Maria Grazia Chiuri, as Elle.com tells it, was keenly aware of launching a couture collection made by women — she worked with female artisans at the Chanakya School of Craft in Mumbai — and inspired by a female Ukrainian artist (Olesia Trofymenko’s Tree of Life work) at a time when women’s health and reproductive rights are under siege. Chiuri’s take:

“We are super worried because the USA represents freedom and human rights, so we are really worried in Europe,” she said. “We look around us at what’s happened and we are super scared and we want to fight for it, because we believe in human rights.

[…] 

“We are living the moment where we want to be optimists, but sometimes, we are negative. [Dior is] a global brand, our stuff is super huge, we have a lot of young people that are really fragile in this moment.
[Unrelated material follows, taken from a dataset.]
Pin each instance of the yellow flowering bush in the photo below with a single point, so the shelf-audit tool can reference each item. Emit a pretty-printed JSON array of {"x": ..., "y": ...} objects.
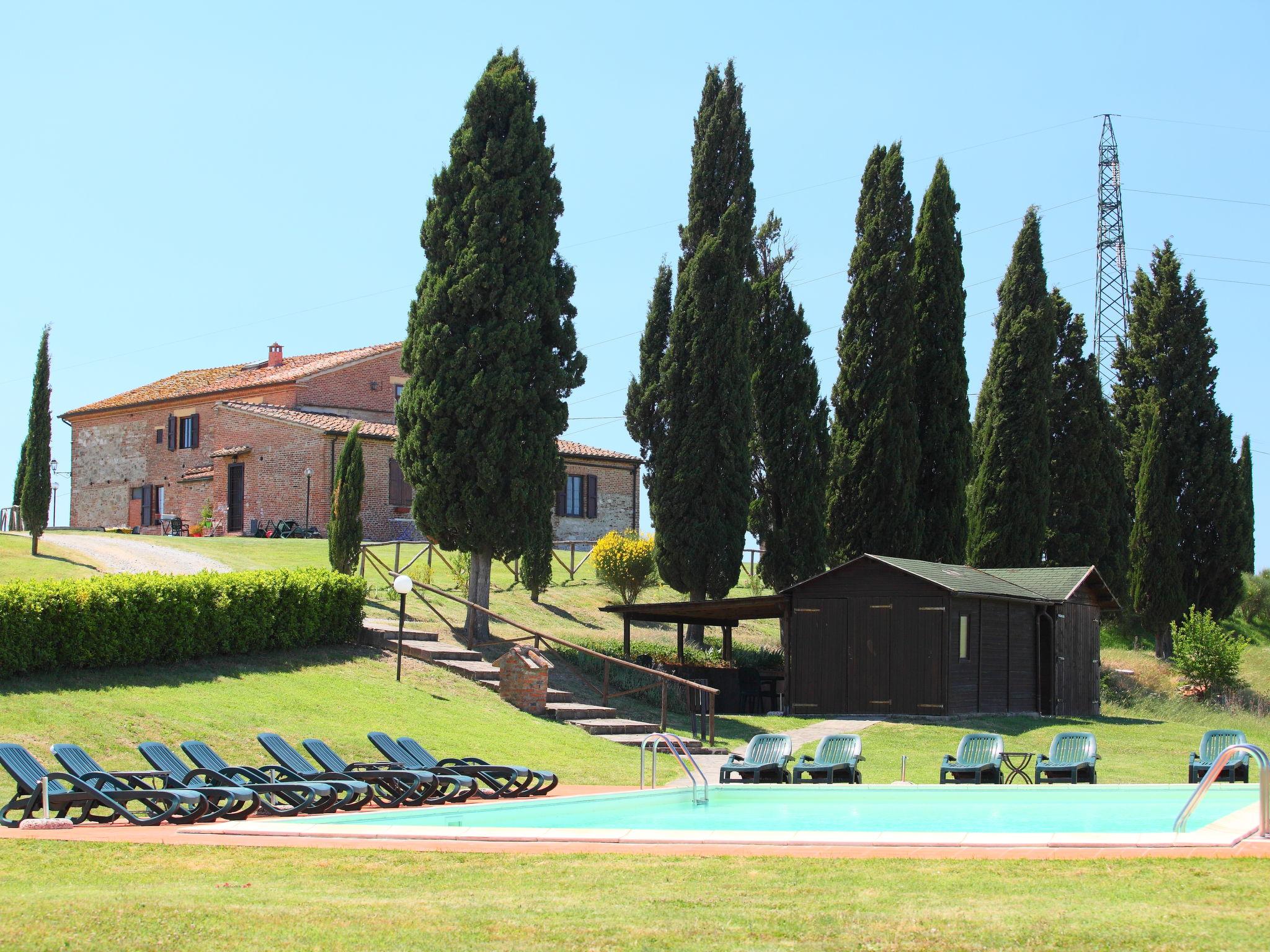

So I think that we have to be optimistic, but at the same time, we have to try to make something, probably a little step, that gives the people the optimistic idea that we can do something. Because that’s the thing: we are not to become depressed, because the risk is also that around the world.”

In a micro sense, that’s kind of why we’re still here, too. We all just… need to keep doing… something, in the day-to-day moments. Anything at all that exercises the parts of our brains that remember how to laugh or even just put one foot in front of the other, so that the magnitude of what needs to be done the rest of the time doesn’t sink us into a hole.